TRSFX.compare.corr_heatmap(df, output=None, title=None, vmin=0.2, vmax=1.0, cmap='RdYlBu_r', figsize=(10, 8), mask=True, **kwargs)

Plot and save a correlation matrix as a heatmap.

Parameters:
  • df (DataFrame) – Square correlation matrix with matching row/column labels

  • output (str | Path | None) – Output file path.
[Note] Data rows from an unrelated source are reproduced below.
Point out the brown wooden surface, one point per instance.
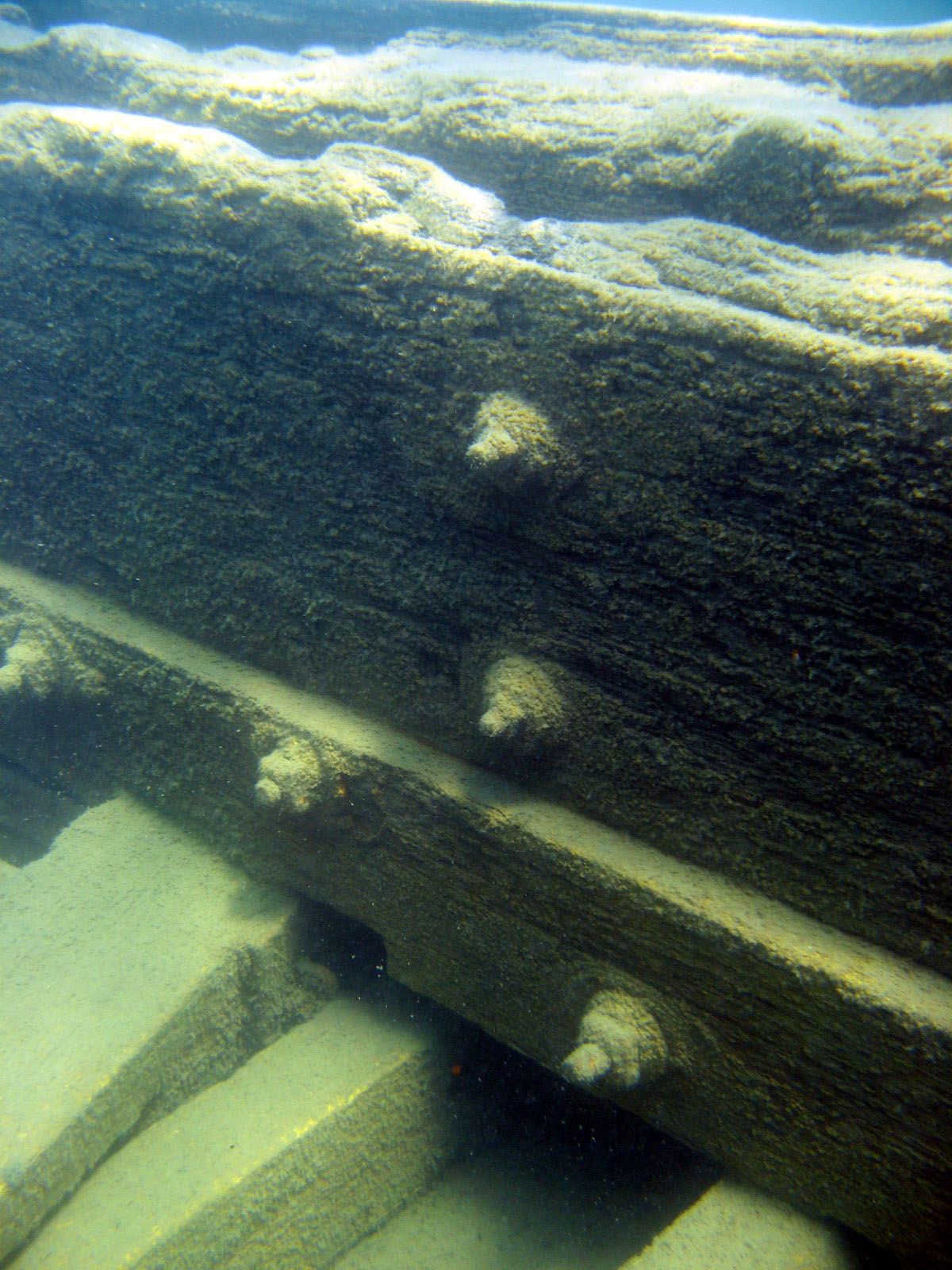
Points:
(812, 1064)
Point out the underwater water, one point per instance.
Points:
(475, 587)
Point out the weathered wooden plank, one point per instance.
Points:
(315, 1142)
(814, 1064)
(136, 968)
(620, 141)
(734, 1226)
(673, 558)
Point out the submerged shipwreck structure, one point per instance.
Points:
(493, 476)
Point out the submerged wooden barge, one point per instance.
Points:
(498, 484)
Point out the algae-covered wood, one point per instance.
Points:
(812, 1064)
(348, 419)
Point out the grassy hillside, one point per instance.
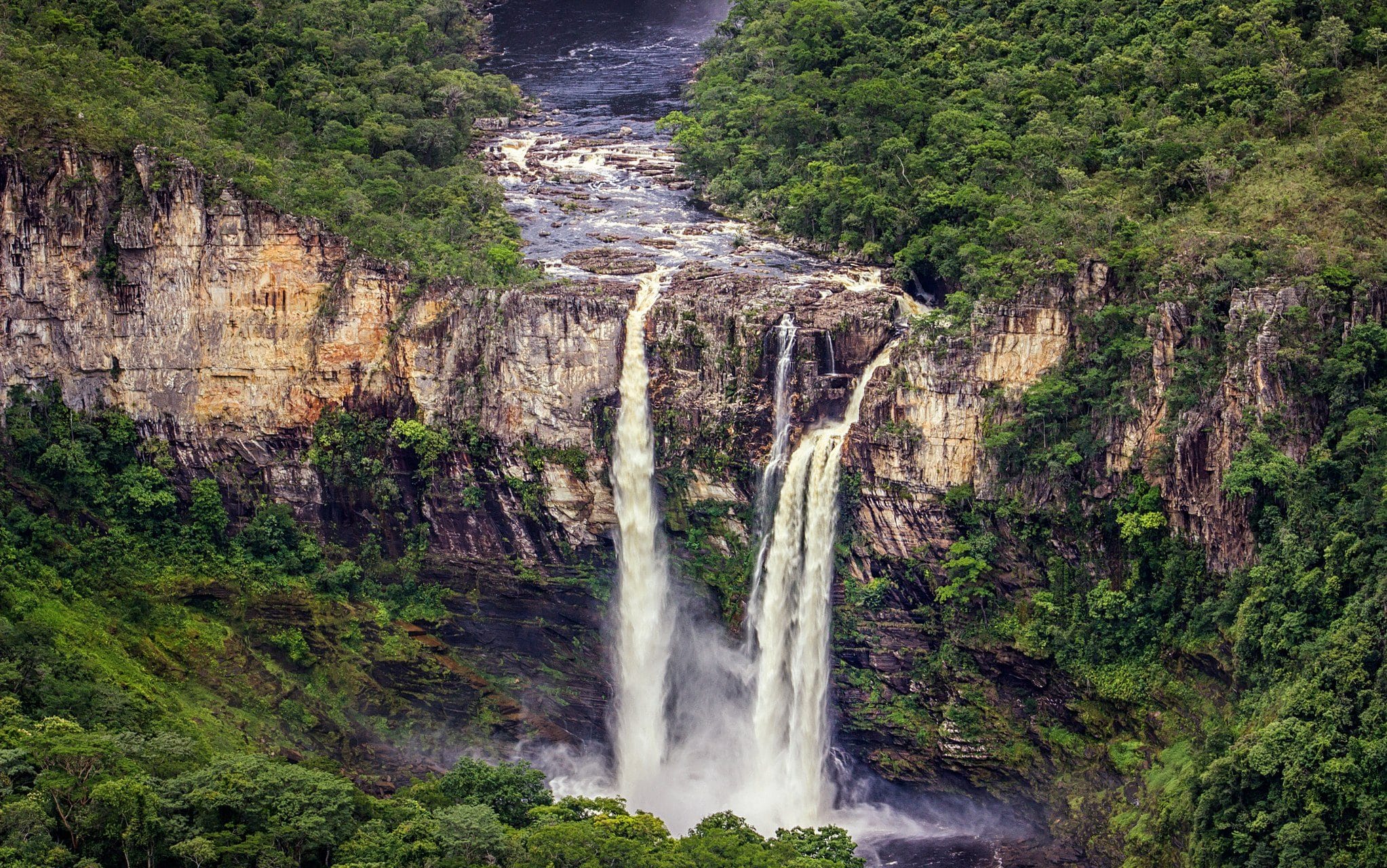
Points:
(353, 111)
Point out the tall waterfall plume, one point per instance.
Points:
(645, 612)
(791, 620)
(775, 469)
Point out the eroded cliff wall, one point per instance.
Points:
(228, 329)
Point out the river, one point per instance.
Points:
(595, 191)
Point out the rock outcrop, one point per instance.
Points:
(228, 329)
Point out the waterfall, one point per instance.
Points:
(785, 332)
(645, 613)
(699, 724)
(792, 618)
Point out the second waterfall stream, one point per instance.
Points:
(702, 724)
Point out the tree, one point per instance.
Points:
(207, 512)
(509, 789)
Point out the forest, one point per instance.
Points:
(1200, 150)
(124, 743)
(354, 113)
(189, 671)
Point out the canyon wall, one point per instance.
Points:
(228, 329)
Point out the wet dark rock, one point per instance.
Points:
(600, 261)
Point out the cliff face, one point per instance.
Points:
(228, 329)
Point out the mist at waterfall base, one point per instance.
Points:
(702, 723)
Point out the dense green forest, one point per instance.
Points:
(353, 111)
(131, 731)
(1200, 150)
(991, 144)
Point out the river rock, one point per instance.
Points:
(600, 261)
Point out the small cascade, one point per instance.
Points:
(645, 613)
(791, 622)
(775, 469)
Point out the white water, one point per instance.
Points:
(792, 618)
(644, 609)
(775, 469)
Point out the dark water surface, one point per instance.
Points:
(604, 63)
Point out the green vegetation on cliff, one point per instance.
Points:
(353, 111)
(153, 658)
(1211, 154)
(991, 144)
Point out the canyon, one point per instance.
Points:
(229, 330)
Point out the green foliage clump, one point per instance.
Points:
(994, 144)
(358, 113)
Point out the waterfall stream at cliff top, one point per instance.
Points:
(642, 634)
(791, 620)
(701, 720)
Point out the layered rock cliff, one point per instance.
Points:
(228, 329)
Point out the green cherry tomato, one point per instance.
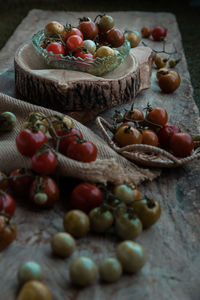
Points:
(100, 221)
(127, 227)
(83, 271)
(29, 271)
(147, 210)
(110, 269)
(131, 255)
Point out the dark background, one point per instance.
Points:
(187, 13)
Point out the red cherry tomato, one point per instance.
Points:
(89, 30)
(115, 37)
(158, 115)
(85, 197)
(20, 182)
(84, 151)
(83, 55)
(73, 31)
(181, 144)
(45, 162)
(41, 186)
(159, 33)
(69, 138)
(7, 203)
(28, 142)
(56, 48)
(165, 133)
(73, 42)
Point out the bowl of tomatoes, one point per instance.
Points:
(149, 139)
(93, 47)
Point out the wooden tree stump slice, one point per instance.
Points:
(83, 94)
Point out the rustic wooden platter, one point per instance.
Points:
(173, 245)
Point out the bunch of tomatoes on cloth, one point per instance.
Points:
(114, 209)
(90, 39)
(153, 129)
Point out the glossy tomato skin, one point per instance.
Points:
(158, 115)
(181, 144)
(126, 135)
(165, 133)
(21, 185)
(44, 163)
(89, 30)
(8, 232)
(73, 42)
(149, 137)
(3, 181)
(115, 37)
(56, 48)
(159, 33)
(47, 186)
(28, 142)
(7, 204)
(73, 31)
(85, 197)
(70, 136)
(84, 151)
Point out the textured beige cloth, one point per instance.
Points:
(109, 166)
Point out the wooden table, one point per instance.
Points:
(173, 245)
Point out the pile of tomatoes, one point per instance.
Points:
(90, 39)
(152, 129)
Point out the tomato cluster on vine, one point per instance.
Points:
(152, 129)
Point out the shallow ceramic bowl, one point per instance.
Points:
(98, 66)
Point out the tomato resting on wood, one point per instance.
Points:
(85, 197)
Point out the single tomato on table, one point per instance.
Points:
(28, 142)
(85, 197)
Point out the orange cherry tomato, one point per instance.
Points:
(168, 80)
(127, 135)
(134, 114)
(158, 115)
(149, 137)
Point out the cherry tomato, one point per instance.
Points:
(149, 137)
(28, 142)
(181, 144)
(44, 163)
(147, 210)
(8, 232)
(7, 203)
(84, 55)
(100, 220)
(134, 115)
(3, 181)
(159, 33)
(72, 31)
(127, 135)
(42, 186)
(68, 138)
(106, 23)
(86, 196)
(73, 42)
(56, 48)
(20, 182)
(158, 115)
(128, 227)
(89, 30)
(165, 133)
(146, 32)
(84, 151)
(115, 37)
(168, 80)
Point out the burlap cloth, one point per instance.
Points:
(109, 166)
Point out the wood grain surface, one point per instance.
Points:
(172, 245)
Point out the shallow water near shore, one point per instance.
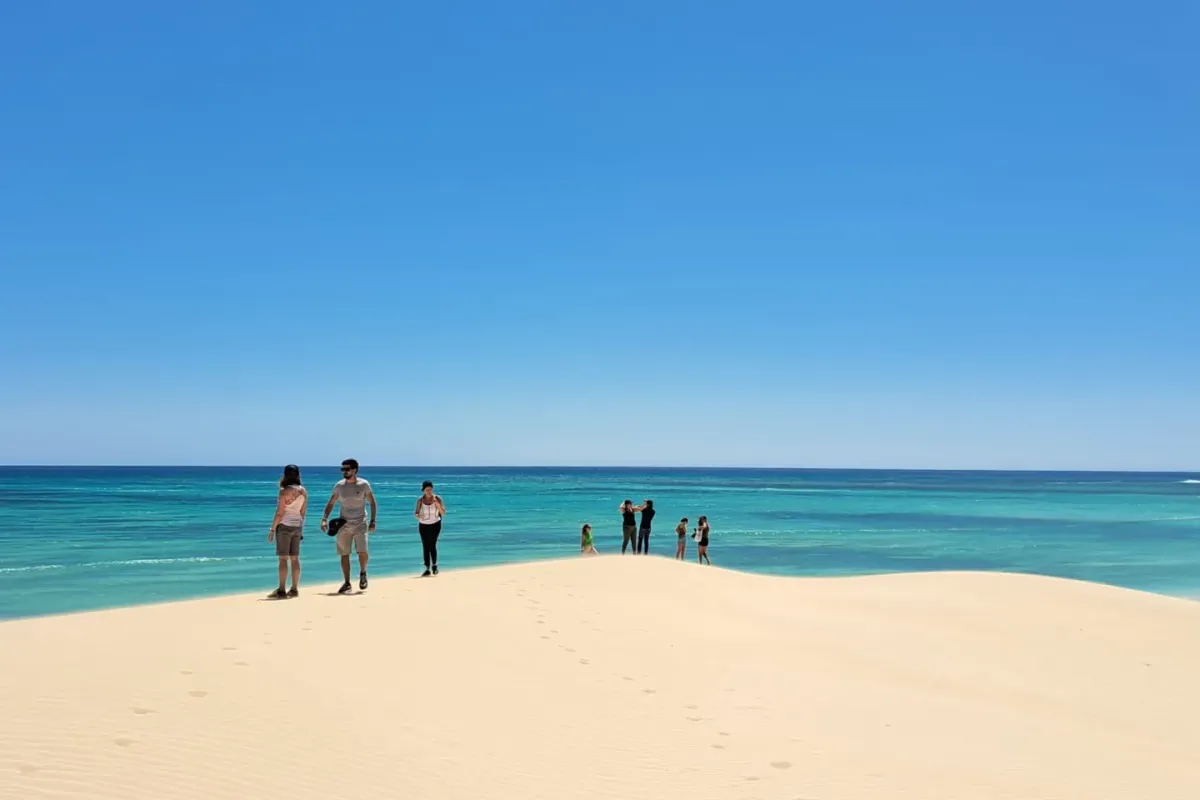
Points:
(78, 539)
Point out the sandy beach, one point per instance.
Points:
(635, 678)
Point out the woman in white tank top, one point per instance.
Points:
(287, 529)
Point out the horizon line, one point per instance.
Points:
(631, 468)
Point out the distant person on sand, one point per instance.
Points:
(587, 545)
(682, 536)
(353, 493)
(287, 529)
(628, 525)
(643, 531)
(430, 510)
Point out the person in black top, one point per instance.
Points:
(628, 525)
(643, 533)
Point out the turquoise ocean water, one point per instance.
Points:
(75, 539)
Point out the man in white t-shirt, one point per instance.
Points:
(354, 494)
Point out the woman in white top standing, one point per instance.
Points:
(287, 529)
(430, 510)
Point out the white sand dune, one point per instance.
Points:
(631, 678)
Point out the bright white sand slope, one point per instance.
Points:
(615, 678)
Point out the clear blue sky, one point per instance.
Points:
(919, 234)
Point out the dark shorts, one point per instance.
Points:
(287, 540)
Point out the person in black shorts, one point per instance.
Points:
(643, 531)
(430, 510)
(628, 525)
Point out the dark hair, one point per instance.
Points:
(291, 476)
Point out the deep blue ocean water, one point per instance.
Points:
(75, 539)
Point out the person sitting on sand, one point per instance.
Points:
(643, 531)
(287, 529)
(702, 542)
(430, 510)
(682, 536)
(587, 545)
(628, 525)
(353, 493)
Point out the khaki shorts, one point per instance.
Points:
(287, 540)
(355, 533)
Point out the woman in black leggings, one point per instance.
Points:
(430, 510)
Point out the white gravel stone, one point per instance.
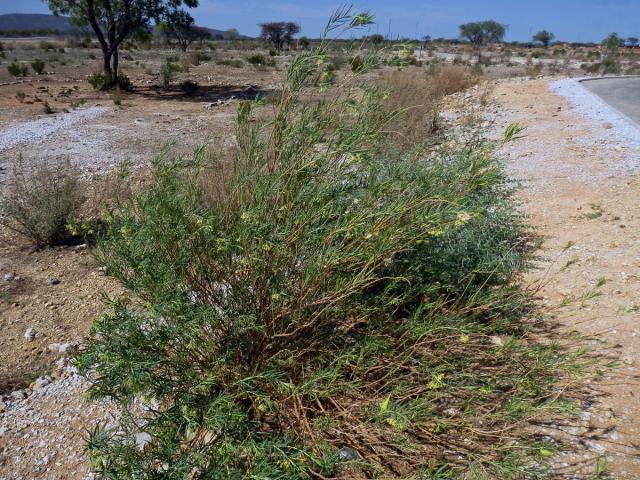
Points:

Defaults to ./correlation_heatmap.png

  • title (str | None) – Plot title

  • vmin (float) – Minimum value for color scale

  • vmax (float) – Maximum value for color scale

  • cmap (str) – Matplotlib/seaborn colormap name

  • figsize (Tuple[int, int]) – Figure dimensions as (width, height) in inches

  • mask (bool) – If True, mask values outside [vmin, vmax] range

  • kwargs – Additional arguments passed to sns.heatmap

Returns:

Matplotlib figure object

Return type:

Figure

TRSFX.compare.map_correlation(mtz_files, labels=None, time_step=None, time_ranges=False, f=None, phi=None, d_min=None)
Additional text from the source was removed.